Dans ses dernières écritures du 29 novembre 2022, la CAISSE AUTONOME DE RETRAITE DES MÉDECINS DE FRANCE (CARMF) sollicite du tribunal :
-le rejet de toutes les demandes de la S.A. CAIXABANK SA,
-sa condamnation à lui payer une somme de 6 000 € HT au titre de ses frais irrépétibles,
-outre sa condamnation aux entiers dépens de l'instance, avec distraction au profit de son conseil.

Pour un exposé exhaustif des prétentions des parties, le tribunal se réfère expressément à leurs écritures par application de l'article 455 du code de procédure civile.

La clôture de la mise en état a été prononcée par ordonnance du 1er février 2023.

MOTIFS DE LA DÉCISION

Sur la demande de remboursement partiel de loyers et de remboursements de facture d'évacuation de condensats et de surconsommation électrique

La demanderesse, exposant que la bailleresse n'a pas été réactive malgré ses diverses demandes tendant à remédier à la défaillance du système de climatisation, et qu'elle a dû se débrouiller pour installer quelques climatiseurs mobiles, à l'origine de difficultés (nécessité de vidanger les condensats, surconsommation d'électricité, bruit dans les locaux, faible baisse des températures), fait valoir que celle-ci a manqué à son obligation de délivrer des locaux conformes à leur destination de bureaux pouvant accueillir des clients, dans lesquels sont utilisés des ordinateurs, implantés dans un quartier prestigieux et dans un immeuble de standing.

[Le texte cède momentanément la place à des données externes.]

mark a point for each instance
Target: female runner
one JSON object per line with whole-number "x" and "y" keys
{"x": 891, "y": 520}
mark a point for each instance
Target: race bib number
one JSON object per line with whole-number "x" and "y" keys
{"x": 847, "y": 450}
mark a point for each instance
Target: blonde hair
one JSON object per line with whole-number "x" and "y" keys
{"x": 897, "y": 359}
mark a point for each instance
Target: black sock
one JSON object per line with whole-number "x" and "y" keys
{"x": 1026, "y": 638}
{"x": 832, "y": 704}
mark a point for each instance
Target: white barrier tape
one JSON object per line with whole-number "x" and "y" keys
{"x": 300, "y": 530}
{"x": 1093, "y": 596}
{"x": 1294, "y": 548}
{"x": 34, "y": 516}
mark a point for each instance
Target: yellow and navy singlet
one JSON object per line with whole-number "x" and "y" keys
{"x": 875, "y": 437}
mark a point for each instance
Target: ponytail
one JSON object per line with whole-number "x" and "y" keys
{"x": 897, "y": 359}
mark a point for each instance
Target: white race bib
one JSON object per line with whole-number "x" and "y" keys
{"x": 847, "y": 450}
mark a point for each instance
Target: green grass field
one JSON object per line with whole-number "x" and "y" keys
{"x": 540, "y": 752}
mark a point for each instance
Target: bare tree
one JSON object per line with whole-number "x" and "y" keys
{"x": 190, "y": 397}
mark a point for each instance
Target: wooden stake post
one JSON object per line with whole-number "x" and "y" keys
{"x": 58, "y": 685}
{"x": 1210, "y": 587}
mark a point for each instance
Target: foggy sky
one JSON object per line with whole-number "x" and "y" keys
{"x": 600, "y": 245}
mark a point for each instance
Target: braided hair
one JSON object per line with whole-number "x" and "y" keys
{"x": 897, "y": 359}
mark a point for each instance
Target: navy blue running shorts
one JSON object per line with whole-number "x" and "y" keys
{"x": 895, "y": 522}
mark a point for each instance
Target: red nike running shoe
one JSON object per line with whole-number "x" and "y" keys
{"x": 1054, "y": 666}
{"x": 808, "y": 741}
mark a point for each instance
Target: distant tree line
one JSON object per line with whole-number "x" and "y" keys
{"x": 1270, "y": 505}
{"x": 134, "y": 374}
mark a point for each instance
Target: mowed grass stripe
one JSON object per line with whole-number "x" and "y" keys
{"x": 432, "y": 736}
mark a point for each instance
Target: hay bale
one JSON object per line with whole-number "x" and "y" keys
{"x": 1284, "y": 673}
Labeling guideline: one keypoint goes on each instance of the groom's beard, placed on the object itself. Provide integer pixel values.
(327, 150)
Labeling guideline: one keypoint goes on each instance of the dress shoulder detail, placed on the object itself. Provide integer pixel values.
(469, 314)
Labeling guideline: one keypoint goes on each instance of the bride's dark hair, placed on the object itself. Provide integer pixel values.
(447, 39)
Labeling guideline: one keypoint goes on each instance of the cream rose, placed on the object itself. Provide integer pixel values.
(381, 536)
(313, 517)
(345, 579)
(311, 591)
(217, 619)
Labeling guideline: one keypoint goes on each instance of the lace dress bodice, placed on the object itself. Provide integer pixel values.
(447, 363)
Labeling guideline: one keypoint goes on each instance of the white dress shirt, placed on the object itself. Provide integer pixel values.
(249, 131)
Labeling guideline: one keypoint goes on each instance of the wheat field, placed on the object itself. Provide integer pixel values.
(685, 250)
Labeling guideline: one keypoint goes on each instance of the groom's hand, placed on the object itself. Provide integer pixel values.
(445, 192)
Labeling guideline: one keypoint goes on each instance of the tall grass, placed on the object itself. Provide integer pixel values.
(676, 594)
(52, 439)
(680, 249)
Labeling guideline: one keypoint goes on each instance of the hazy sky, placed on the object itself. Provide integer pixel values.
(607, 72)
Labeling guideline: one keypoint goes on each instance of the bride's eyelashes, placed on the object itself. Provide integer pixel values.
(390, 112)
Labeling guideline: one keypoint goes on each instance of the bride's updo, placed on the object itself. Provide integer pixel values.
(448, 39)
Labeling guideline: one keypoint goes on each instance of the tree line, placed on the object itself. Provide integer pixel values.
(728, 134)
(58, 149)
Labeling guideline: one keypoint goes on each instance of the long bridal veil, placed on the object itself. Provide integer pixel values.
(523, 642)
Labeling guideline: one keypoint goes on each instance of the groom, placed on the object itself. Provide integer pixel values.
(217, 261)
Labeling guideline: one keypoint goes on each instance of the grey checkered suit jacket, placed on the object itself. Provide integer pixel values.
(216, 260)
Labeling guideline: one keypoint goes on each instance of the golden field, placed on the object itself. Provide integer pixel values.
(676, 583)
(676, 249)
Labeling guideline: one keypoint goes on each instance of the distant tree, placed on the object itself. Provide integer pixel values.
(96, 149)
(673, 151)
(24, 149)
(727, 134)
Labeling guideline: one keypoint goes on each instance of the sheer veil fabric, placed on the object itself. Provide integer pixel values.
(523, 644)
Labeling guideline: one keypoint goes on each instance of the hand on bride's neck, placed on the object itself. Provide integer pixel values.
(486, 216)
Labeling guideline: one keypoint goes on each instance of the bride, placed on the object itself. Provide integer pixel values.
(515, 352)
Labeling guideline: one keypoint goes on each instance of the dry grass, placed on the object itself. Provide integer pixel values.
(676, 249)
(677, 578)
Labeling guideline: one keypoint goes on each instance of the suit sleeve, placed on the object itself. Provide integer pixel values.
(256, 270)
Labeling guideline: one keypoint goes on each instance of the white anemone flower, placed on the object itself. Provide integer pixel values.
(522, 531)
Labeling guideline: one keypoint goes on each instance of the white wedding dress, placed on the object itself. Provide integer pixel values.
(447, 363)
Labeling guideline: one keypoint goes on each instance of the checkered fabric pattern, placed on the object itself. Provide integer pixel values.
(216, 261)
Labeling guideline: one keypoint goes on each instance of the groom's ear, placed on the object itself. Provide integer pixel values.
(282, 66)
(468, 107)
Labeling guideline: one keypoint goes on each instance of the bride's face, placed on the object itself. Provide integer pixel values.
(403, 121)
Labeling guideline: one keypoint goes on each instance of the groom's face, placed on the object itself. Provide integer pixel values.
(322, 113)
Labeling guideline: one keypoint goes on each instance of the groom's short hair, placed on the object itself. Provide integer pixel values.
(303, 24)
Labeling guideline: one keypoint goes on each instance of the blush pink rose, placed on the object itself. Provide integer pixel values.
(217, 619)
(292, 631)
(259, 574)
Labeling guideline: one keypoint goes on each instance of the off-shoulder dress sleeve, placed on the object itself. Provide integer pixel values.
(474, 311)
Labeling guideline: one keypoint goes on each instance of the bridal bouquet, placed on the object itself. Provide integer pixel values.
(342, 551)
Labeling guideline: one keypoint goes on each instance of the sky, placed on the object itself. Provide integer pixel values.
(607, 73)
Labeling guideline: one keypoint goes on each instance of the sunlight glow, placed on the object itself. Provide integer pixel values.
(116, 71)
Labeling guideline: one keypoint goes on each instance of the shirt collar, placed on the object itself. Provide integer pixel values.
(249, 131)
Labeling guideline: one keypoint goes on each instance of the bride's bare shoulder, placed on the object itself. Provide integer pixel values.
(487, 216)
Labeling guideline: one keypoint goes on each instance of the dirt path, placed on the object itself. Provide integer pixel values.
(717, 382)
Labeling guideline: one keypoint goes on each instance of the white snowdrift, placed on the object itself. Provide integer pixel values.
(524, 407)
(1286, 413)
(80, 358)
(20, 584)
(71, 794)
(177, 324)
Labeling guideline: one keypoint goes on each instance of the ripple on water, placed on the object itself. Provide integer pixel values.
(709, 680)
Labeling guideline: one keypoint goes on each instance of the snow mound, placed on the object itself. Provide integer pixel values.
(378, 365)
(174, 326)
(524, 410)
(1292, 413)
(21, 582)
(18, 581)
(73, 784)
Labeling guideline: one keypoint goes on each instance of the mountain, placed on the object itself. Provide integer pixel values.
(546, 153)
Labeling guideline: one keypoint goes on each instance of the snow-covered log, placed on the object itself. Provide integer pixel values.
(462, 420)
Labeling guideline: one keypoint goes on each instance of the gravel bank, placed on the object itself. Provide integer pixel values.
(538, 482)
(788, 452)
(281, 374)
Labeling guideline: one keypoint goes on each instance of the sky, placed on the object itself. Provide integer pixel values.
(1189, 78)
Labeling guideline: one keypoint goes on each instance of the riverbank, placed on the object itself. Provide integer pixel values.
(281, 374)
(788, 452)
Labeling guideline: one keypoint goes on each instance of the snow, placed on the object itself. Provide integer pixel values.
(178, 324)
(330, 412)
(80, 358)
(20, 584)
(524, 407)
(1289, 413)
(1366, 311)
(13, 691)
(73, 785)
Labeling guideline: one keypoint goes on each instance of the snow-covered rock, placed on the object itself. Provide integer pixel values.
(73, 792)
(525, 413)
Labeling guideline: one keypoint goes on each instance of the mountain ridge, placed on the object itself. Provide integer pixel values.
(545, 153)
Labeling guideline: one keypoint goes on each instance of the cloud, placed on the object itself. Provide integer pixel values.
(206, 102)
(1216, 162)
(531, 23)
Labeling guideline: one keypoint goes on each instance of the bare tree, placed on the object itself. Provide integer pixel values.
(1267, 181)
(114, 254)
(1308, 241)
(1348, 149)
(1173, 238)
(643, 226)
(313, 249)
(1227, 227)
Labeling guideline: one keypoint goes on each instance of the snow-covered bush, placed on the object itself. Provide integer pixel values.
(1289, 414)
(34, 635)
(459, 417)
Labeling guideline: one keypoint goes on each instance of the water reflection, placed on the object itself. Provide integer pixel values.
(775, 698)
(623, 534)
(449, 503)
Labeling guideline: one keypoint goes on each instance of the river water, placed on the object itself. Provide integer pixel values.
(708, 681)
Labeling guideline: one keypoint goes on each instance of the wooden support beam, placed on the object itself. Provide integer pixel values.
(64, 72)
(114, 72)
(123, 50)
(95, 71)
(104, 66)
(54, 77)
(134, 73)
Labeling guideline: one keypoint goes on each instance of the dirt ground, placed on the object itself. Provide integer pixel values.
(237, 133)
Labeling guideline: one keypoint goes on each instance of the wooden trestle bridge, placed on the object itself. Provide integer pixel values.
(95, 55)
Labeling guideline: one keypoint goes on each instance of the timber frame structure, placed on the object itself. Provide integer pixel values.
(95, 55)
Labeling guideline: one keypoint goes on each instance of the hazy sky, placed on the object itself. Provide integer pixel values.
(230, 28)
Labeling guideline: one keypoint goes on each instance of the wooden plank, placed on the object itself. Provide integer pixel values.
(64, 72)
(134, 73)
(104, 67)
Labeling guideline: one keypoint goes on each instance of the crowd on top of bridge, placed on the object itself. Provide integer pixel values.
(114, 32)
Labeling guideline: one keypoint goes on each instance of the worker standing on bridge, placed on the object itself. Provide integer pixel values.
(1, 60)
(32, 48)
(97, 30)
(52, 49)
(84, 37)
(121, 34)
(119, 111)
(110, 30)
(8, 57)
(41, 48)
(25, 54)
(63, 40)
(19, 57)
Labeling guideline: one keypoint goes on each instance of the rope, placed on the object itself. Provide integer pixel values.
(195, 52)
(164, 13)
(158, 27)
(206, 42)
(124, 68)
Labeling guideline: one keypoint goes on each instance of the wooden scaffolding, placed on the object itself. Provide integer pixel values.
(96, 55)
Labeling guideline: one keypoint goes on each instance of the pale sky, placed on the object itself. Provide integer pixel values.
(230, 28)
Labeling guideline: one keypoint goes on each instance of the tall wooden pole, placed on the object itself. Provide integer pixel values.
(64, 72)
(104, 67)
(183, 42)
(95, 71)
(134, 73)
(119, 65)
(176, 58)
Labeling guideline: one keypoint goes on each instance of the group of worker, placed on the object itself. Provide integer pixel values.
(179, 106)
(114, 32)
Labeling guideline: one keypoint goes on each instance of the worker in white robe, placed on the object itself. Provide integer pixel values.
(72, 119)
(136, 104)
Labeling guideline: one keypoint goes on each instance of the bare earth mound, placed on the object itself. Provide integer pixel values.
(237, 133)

Elle fait état d'un trouble de jouissance lié à la gêne d'un double déménagement, au fait de supporter de fortes chaleurs de juin à septembre 2019, l'obligeant à reporter des rendez-vous et à gérer le mieux possible la présence de ses salariés sur place, au bruit de la rue et des climatiseurs, au fait de devoir gérer les condensats des appareils de climatisation à la place de la bailleresse, d'avoir été privée de la faculté de gérer elle-même le fonctionnement de la climatisation réversible chaud/froid et d'avoir dû passer par son administrateur de biens pour cela, puis de passer un nouvel été sans climatisation en 2021 et d'avoir dû demander des convecteurs d'appoint en octobre 2021.

La bailleresse réplique que l'état prévisionnel des travaux annexé au bail en vertu de l'article L.145-40-2 du code de commerce prévoyait des travaux sur la climatisation, dont les dysfonctionnements éventuels étaient connus, travaux qui pouvaient être effectués sur la première période triennale, soit jusqu'à fin novembre 2020 et pouvaient être reportés en cas de contrainte technique ou de refus administratif, qu'elle a pris toutes dispositions pour pallier temporairement la défaillance du système de climatisation qui n'a duré que quelques jours, que ses démarches ont été retardées par un refus d'autorisation administrative, la recherche de solution technique, les délais et formalités imposés par le code des marchés publics, et qu'elle a conduit les dossiers et travaux avec célérité malgré la pandémie de covid-19 ainsi qu'un effondrement de la voirie non loin de l'immeuble.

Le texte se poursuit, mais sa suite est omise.